Research contributions to the foundations of computer science. In particular, to the foundations of cryptography, the study of the relation between randomness and computation (e.g., pseudorandomness, probabilistic proof systems, and property testing), complexity theory at large, and distributed computing.

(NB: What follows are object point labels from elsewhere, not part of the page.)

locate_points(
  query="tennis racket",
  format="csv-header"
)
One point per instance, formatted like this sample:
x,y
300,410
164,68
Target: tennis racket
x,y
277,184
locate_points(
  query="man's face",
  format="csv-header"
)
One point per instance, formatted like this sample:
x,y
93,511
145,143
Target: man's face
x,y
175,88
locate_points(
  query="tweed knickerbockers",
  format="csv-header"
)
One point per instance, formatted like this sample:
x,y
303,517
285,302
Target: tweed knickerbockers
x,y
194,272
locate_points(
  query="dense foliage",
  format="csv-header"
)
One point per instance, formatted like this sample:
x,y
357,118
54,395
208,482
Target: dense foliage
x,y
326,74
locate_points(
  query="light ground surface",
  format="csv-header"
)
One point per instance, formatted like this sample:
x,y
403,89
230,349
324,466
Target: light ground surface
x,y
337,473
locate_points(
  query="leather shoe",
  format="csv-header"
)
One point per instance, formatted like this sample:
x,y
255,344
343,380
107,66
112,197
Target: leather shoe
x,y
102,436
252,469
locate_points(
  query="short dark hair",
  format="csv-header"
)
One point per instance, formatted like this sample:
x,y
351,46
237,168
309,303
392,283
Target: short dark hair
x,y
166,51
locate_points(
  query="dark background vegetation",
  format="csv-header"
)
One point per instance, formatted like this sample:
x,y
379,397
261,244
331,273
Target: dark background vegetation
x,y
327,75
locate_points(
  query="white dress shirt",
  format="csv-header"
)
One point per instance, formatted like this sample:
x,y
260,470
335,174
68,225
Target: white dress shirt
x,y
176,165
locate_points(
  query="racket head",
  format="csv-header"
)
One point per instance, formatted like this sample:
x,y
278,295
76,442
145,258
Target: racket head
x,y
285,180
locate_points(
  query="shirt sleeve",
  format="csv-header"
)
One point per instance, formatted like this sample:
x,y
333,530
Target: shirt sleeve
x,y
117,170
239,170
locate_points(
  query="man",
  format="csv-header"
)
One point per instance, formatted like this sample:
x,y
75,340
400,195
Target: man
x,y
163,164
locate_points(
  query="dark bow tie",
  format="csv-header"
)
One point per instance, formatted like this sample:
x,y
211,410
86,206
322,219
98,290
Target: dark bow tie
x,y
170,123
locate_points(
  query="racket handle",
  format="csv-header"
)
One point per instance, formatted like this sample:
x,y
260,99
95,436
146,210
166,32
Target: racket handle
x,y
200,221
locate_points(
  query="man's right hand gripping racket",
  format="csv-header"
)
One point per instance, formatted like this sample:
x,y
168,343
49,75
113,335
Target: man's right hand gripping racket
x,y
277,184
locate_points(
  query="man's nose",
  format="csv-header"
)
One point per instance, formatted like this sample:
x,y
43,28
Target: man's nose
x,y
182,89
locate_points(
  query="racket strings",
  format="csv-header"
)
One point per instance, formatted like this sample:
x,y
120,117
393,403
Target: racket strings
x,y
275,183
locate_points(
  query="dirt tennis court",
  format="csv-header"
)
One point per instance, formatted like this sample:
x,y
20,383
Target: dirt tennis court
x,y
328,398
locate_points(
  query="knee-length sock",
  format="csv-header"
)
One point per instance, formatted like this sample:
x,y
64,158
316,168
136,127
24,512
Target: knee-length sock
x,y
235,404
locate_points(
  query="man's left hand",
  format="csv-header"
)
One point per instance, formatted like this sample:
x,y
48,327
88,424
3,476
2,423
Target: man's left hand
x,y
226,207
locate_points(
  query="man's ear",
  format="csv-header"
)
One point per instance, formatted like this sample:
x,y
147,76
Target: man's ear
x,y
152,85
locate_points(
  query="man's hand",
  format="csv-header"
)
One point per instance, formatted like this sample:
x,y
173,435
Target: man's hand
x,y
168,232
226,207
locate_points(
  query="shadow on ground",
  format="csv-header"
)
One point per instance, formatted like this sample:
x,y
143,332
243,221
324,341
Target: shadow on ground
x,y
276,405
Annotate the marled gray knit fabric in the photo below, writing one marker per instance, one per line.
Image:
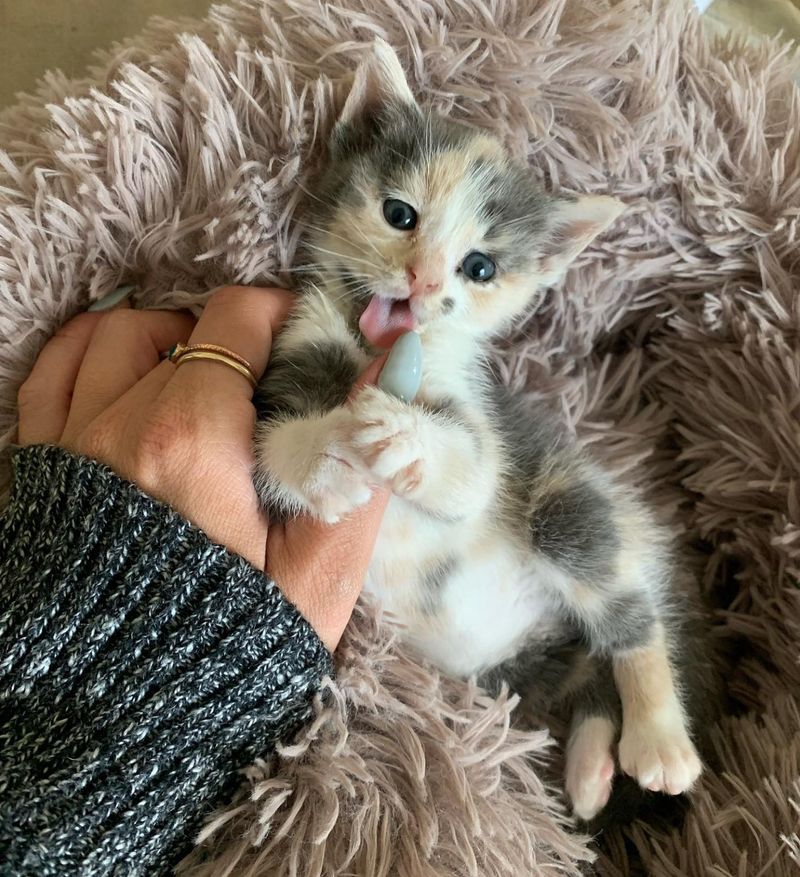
(140, 666)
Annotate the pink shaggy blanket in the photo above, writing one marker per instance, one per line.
(673, 347)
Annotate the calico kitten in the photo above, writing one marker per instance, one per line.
(503, 546)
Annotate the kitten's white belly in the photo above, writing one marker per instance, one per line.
(493, 601)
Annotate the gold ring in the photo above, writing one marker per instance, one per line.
(181, 353)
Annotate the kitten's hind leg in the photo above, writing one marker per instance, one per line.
(596, 713)
(655, 748)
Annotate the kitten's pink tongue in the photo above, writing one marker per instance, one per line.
(384, 321)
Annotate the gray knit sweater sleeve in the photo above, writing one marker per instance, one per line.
(140, 666)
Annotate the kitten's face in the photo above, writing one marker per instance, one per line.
(425, 223)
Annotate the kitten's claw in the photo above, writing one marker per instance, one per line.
(387, 434)
(660, 758)
(590, 767)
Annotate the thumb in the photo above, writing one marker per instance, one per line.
(321, 567)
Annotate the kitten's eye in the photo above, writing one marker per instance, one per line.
(399, 214)
(478, 267)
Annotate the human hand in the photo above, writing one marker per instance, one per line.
(184, 436)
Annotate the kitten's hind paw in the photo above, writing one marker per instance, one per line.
(660, 758)
(590, 766)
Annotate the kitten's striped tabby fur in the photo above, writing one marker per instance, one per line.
(504, 551)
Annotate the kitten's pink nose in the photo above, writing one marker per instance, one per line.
(421, 282)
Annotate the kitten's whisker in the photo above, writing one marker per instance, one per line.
(346, 240)
(366, 262)
(312, 195)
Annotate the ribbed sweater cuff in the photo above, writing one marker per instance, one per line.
(140, 665)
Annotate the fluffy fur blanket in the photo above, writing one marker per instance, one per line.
(673, 347)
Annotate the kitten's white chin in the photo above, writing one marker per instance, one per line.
(384, 320)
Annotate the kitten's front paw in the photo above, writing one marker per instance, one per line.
(661, 758)
(388, 435)
(336, 484)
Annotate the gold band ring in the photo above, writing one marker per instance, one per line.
(181, 353)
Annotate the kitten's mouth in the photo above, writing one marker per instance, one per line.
(385, 319)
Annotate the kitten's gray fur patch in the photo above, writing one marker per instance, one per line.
(539, 670)
(575, 530)
(626, 623)
(315, 379)
(434, 581)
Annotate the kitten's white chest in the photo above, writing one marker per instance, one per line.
(491, 601)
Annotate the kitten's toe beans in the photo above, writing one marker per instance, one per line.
(336, 486)
(387, 436)
(590, 767)
(659, 759)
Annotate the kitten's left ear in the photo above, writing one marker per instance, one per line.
(380, 80)
(574, 225)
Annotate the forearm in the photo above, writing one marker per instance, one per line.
(140, 666)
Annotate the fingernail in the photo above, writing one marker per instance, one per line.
(402, 374)
(113, 298)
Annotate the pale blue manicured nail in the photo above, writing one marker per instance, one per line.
(402, 373)
(113, 298)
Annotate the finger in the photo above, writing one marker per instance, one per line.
(44, 398)
(243, 320)
(321, 568)
(126, 346)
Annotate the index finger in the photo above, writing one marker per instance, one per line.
(241, 319)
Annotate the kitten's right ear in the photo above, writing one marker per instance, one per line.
(380, 80)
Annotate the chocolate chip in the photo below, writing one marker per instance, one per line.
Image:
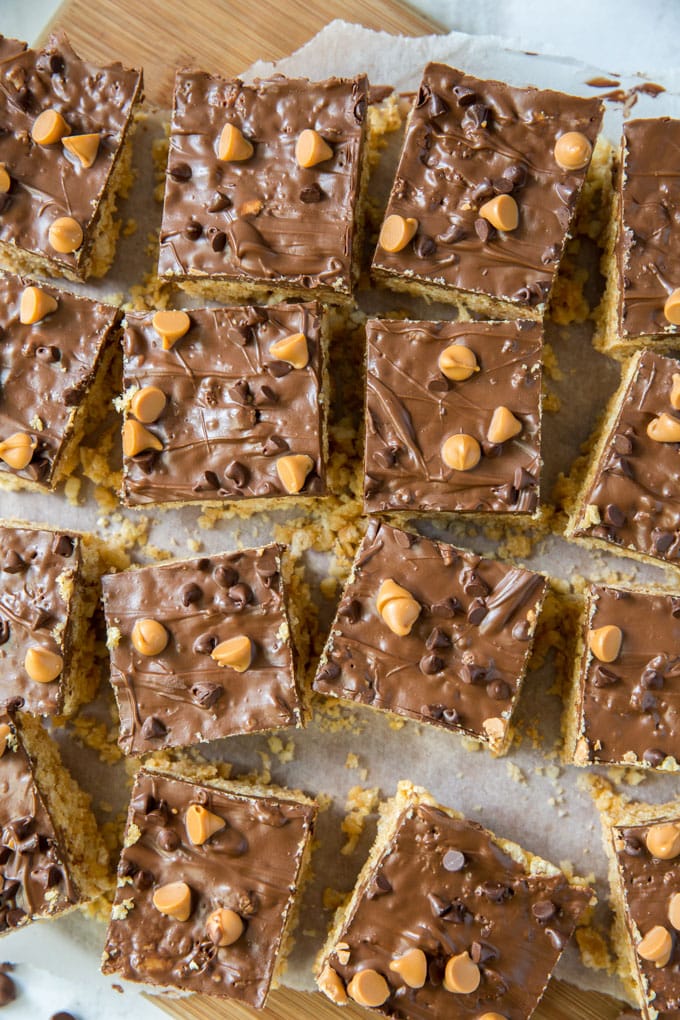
(191, 594)
(453, 860)
(153, 728)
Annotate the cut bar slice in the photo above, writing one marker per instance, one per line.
(232, 409)
(486, 193)
(449, 920)
(265, 187)
(208, 884)
(641, 265)
(58, 359)
(630, 499)
(433, 385)
(49, 589)
(202, 649)
(433, 633)
(65, 154)
(52, 858)
(624, 705)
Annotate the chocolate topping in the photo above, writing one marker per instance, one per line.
(648, 491)
(285, 225)
(647, 245)
(498, 133)
(250, 866)
(408, 419)
(227, 415)
(46, 182)
(182, 695)
(371, 665)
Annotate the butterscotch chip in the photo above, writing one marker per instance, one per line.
(293, 470)
(174, 900)
(136, 439)
(672, 307)
(312, 149)
(48, 128)
(65, 235)
(412, 968)
(664, 428)
(84, 147)
(17, 450)
(664, 840)
(149, 636)
(35, 305)
(504, 425)
(461, 975)
(292, 349)
(458, 362)
(368, 988)
(572, 151)
(42, 664)
(233, 147)
(201, 824)
(461, 452)
(224, 927)
(234, 653)
(170, 326)
(502, 212)
(657, 946)
(397, 232)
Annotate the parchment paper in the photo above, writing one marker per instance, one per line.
(545, 811)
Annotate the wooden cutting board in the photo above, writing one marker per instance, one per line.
(225, 37)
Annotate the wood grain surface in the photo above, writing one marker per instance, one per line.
(225, 37)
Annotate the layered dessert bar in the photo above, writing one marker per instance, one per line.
(208, 885)
(643, 845)
(265, 187)
(49, 590)
(57, 360)
(225, 404)
(449, 920)
(453, 417)
(629, 501)
(624, 704)
(202, 649)
(52, 858)
(486, 193)
(433, 633)
(65, 156)
(641, 264)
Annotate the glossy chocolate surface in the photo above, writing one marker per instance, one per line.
(264, 219)
(412, 408)
(250, 866)
(467, 141)
(182, 696)
(232, 408)
(464, 659)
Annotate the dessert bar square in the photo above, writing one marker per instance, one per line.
(58, 356)
(625, 699)
(49, 590)
(226, 404)
(201, 649)
(52, 857)
(453, 416)
(643, 845)
(629, 501)
(485, 193)
(434, 633)
(641, 265)
(449, 920)
(65, 154)
(264, 189)
(208, 885)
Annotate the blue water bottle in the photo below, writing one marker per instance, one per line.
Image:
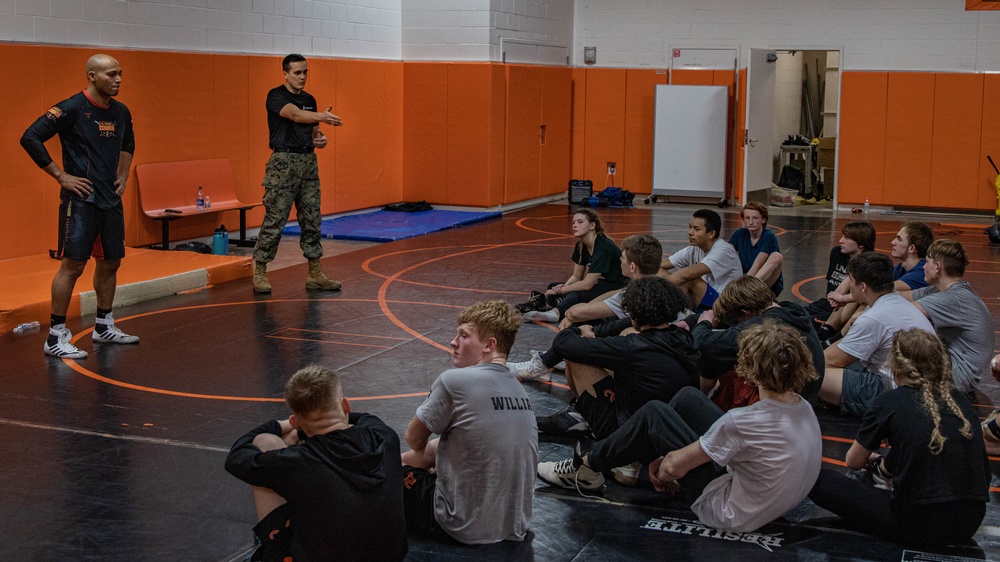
(220, 241)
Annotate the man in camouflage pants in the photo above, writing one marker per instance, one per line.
(292, 175)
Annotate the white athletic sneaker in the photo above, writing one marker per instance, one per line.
(532, 369)
(547, 316)
(111, 333)
(565, 475)
(627, 475)
(62, 347)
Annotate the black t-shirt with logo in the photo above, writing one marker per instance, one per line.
(92, 138)
(285, 133)
(961, 471)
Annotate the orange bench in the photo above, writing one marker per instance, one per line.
(167, 193)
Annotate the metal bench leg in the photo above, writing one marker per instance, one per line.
(166, 235)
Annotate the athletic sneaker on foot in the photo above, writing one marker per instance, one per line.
(992, 440)
(532, 369)
(537, 316)
(105, 331)
(567, 422)
(627, 475)
(571, 473)
(61, 346)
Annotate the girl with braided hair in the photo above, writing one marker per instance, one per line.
(597, 269)
(933, 484)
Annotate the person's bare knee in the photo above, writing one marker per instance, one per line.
(833, 386)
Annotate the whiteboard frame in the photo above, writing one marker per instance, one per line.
(689, 143)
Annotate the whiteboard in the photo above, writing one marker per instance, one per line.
(689, 143)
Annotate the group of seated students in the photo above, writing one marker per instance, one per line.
(683, 363)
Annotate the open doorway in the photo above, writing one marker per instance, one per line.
(807, 89)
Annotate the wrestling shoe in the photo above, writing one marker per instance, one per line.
(627, 475)
(538, 316)
(535, 302)
(110, 333)
(566, 423)
(571, 473)
(991, 439)
(62, 348)
(532, 369)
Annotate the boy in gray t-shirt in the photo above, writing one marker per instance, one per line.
(959, 316)
(485, 459)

The most important contributions include showing how to construct zero-knowledge proof systems for NP, showing how to solve any multi-party protocol problem, presenting a generic hardcore predicate for any one-way function, and showing how to construct pseudorandom functions. [For more details see academic profile.]
Author of the books Modern Cryptography, Probabilistic Proofs and Pseudorandomness, the two-volume Foundations of Cryptography (Vol 1: Basic Tools and Vol 2: Basic Applications), Computational Complexity: A Conceptual Perspective, P, NP, and NP-completeness, and Introduction to Property Testing.
Other professional contribution include editing books in memory of Shimon Even, on property testing, and on the work of Shafi Goldwasser and Silvio Micali; writing numerous technical surveys; and serving on the editorial board of Computational Complexity and ECCC (Electronic Colloquium on Computational Complexity).
Invited speaker at various conferences including the 1994 International Congress of Mathematicians, Crypto'97, and ICALP'00.
Own graduate studies advisor (1980-83): Shimon Even.
Former Graduate Students:
A partial list includes
Boaz Barak
(Ph.D. 04);
Ran Canetti
(M.Sc. 92, Ph.D. 95);
Guy Even (M.Sc. 91);
Tom Gur
(Ph.D. 17);
Iftach Haitner
(M.Sc. 03);
Amir Herzberg
(D.Sc. 91);
Hugo Krawczyk (D.Sc. 90);
Eyal
Kushilevitz (M.Sc. 89);
Yehuda Lindell
(Ph.D. 02);
Noam Livne
(Ph.D. 10);
Or Meir
(M.Sc. 07, Ph.D. 11);
Erez Petrank
(M.Sc. 92,
D.Sc. 95);
Alon Rosen
(Ph.D. 03);
Ron Rothblum
(M.Sc. 10, Ph.D. 15);
Roei Tell
(M.Sc. 15, Ph.D. 20).
See the full list (lightly-annotated).
Some other Research Colaborators in the past and present: Mihir Bellare (UCSD, USA), Benny Chor (Tel-Aviv U., Israel), Shafi Goldwasser (MIT, USA), Shai Halevi (IBM, USA), Johan Hastad (KTH, Sweden), Leonid Levin (BU, USA), Mike Luby (ICSI, USA), Silvio Micali (MIT, USA), Dana Ron (Tel-Aviv U., Israel), Guy Rothblum (Weizmann, Israel), Muli Safra (Tel-Aviv U., Israel), Madhu Sudan (MIT, USA), Salil Vadhan (Harvard, USA), Avi Wigderson (IAS, USA).